Adding seats would be costly
Monday, Oct. 2, 2000 | 11:12 a.m.
CARSON CITY -- Enlarging the Legislature -- an idea pushed by Northern Nevada lawmakers to keep from losing seats in the upcoming reapportionment -- carries a hefty price tag.
Adding one member to the Senate or Assembly would cost $315,000 over two years -- $250,000 in staff costs and $65,000 for the legislator's salary and expenses -- a legislative committee was told.
The 2000 Census will trigger the realignment of the state Assembly and Senate, most likely, estimates forecast, favoring Southern Nevada. The 2001 Legislature will have the job of redrawing the district boundaries, and some representatives of Washoe and the rural Northern Nevada counties have proposed expanding the size of the Legislature so they don't lose representatives.
A number of Clark County lawmakers want to keep the present size, which would leave rural Nevada and Washoe County with fewer legislators.
There are now 63 legislators. The state constitution permits as many as 75.
Lorne Malkiewich, director of the Legislative Counsel Bureau, outlined the potential costs of expansion on Friday to a legislative committee on reapportionment. He said these estimates were a "rough idea" of what the costs would be.
Senate Majority Leader Bill Raggio, R-Reno, said he found "it hard to accept these figures." Malkiewich's figures estimate an additional legislator would require one more person in the legal department and one more administrative secretary plus a half-time researcher.
Malkiewich said he did not want to mislead the Legislature to believe it could add members without additional staff. But he stressed the extra staff would still have to be decided by the budget committees of the Legislature. And he said these costs would not come on line until 2003-2005.
The committee also did not reach agreement on setting a deadline for passage of the reapportionment bill. Senate Minority Leader Dina Titus, D-Las Vegas, pushed for a firm date for final approval of the bill.
"If we don't make a rule, you keep going and we end up in a special session. That would be a mistake," she said.

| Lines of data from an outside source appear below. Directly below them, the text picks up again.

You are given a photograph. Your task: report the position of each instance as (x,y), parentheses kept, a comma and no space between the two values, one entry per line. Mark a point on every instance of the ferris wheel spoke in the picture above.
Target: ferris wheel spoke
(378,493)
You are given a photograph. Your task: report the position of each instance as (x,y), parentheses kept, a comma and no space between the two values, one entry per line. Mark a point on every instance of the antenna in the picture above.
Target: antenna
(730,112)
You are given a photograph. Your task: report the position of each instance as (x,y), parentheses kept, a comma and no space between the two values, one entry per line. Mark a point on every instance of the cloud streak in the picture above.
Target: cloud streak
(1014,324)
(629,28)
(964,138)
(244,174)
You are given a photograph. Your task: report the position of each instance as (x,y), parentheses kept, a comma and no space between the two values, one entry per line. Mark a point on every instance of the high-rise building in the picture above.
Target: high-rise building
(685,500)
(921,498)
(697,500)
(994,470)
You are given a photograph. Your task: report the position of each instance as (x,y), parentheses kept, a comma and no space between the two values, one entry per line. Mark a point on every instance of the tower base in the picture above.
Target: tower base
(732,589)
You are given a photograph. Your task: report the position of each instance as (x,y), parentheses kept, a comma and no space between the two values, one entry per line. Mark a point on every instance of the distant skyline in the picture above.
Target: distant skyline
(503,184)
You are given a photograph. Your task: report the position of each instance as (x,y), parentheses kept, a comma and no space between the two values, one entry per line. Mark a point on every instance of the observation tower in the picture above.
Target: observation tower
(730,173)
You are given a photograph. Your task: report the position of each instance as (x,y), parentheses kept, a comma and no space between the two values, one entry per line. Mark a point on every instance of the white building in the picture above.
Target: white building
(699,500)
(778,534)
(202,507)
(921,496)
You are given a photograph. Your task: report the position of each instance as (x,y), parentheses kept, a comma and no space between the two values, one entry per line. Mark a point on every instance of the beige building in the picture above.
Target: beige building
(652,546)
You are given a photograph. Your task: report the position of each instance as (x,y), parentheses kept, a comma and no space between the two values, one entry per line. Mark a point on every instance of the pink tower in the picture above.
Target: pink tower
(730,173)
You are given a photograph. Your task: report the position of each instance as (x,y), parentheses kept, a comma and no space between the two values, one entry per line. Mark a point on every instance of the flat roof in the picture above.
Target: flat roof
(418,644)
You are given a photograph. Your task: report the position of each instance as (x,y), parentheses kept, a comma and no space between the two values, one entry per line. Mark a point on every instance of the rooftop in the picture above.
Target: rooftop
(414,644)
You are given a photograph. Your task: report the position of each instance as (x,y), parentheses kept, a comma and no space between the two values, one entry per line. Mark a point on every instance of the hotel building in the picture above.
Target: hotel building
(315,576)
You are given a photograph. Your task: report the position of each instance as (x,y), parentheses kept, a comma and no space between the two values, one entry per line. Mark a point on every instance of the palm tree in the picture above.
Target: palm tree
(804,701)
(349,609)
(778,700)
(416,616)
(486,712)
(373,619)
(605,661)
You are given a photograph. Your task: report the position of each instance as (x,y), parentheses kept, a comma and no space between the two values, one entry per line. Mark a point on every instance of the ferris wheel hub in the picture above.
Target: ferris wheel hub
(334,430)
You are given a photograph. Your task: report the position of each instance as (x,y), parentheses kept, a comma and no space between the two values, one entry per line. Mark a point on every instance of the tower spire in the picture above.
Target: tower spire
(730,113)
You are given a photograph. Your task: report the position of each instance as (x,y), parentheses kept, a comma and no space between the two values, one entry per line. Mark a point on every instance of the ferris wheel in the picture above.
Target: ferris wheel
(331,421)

But Raggio argued against a deadline. Reapportionment, he said, is going to be contentious and it would be impractical to adopt a formal ending date. The Legislature now has deadlines for passage of bills and if they fail to meet the schedule, the bills die.
In this case, Raggio said, the lawmakers are required to pass a reapportionment plan in 2001. So if the bill didn't meet the deadline, it still would have to be approved.
Assembly Speaker Joe Dini, D-Yerington, agreed with Raggio. This issue is emotional and "everybody gets wound up in it, trying to protect your district." He said he represents three counties and he has to talk to the people in those areas to see how they feel.
The committee did agree that the largest deviation in population between the biggest and smallest districts in the Legislature should not exceed 10 percent, a standard set by the courts. In the 1991 reapportionment, the largest deviation in Assembly districts was 4.5 percent and in the Senate 2.6 percent.
Titus said that although the rule permits a 10 percent difference, the Legislature should make the districts as close as possible in population.
A 1 percent deviation in population is allowed in districts for Congress.